Mr. Adelstein [defense counsel]: The court has the discretion under the '95 guidelines to depart because of the psychological problem, if the Court so deems and the drug problem.
The Court: The Court does exercise its discretion in that way. At one time I was familiar with what this psychological report said, which is that a residential drug treatment program is recommended. That he has been unable to *1118 stop on an outpatient basis but expresses the willingness to receive treatment.
The State then added:
Mr. Hager: If I may, Judge, because in my experience in dealing with mitigating circumstances for departure as far as one of the reasons for mitigating circumstances, it says defendant requires different or specialized diet [sic?] for a particular condition. Is that a reason why you are departing?
The Court: Yes. I suppose those are what is required for his treatment.
. . . .
Mr. Adelstein: There are a couple of reasons the Court could depart. Number one, based upon the psychological report in the Court files, the capacity of the defendant to appreciate the criminal nature of the conduct or to conform that conduct to the requirement of law was substantially impaired, is a valid reason. The Court: The Court finds that to be a reason.
But then, the Court subsequently added: The Court: The Court stops and recedes from it's [sic] announcement as to the other reason feeling it to be sufficient but it's not one that's given as a basis of this sentence.
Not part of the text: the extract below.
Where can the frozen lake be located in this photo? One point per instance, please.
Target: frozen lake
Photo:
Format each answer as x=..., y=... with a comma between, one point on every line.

Neither the record on appeal nor the docket sheet contains the psychological report relied upon by the Court for this departure sentence. The State correctly argues that "a defendant's substance abuse or addiction, including intoxication at the time of the offense, is not a mitigating factor under subsection (4) and does not, under any circumstance, justify a downward departure from the sentence recommended under the sentencing guidelines." Clearly, the sentence imposed included residential drug treatment, which would appear to indicate that the defendant's substance abuse was the basis for the court's departure. If this is the basis for the departure, it is an invalid one and cannot stand. State v. Brown, 717 So. 2d 625 (Fla. 5th DCA 1998). However, the record also indicates that a psychological report was part of the court record, was in the hands of the prosecutor during the plea and sentencing, and was referred to by the court. If that report contains a basis, other than substance abuse, upon which the trial court relied in downwardly departing, then this basis must be clearly stated on the record, preferably in written findings, to sustain the trial court's decision. Pease v. State, 712 So. 2d 374 (Fla. 1997).

This Court has previously reversed and remanded a case to the trial court to clarify the basis for departing from a guidelines sentence. Abt v. State, 560 So. 2d 334 (Fla. 4th DCA 1990). Indeed, "[a]n appellate court is obliged to uphold a departure sentence if one of the reasons for the departure is valid, even if the remaining departure reasons are invalid." Perry v. State, 714 So. 2d 563, 564 (Fla. 1st DCA 1998). Given this record, we are unable to discern if a valid reason exists.

There is discussion of a psychological problem, and even the State discusses the psychological report and the capacity of the defendant to appreciate the criminal nature of the conduct. In addition, there is reference to some "specialized diet for a particular condition." More confusion occurs when the trial court retreats from a stated reason, which is unidentified.

The case is reversed and remanded for resentencing. At that time, the trial court may clearly articulate the basis for its original departure sentence. As we explained above, if the trial court's reason was limited to the defendant's substance abuse or addiction, it cannot be upheld. State v. Brown, 717 So. 2d 625 (Fla. 5th DCA 1998). If, however, the psychological *1119 report provides competent, substantial evidence to support the trial court's departure on a basis other than substance abuse or addiction (i.e., mental disorder), then it must be clearly stated for the record. In no event may the trial court depart on some newly found grounds. Shull v. Dugger, 515 So. 2d 748 (Fla.1987).

REVERSED and REMANDED.

POLEN, C.J., and HAZOURI, J., concur.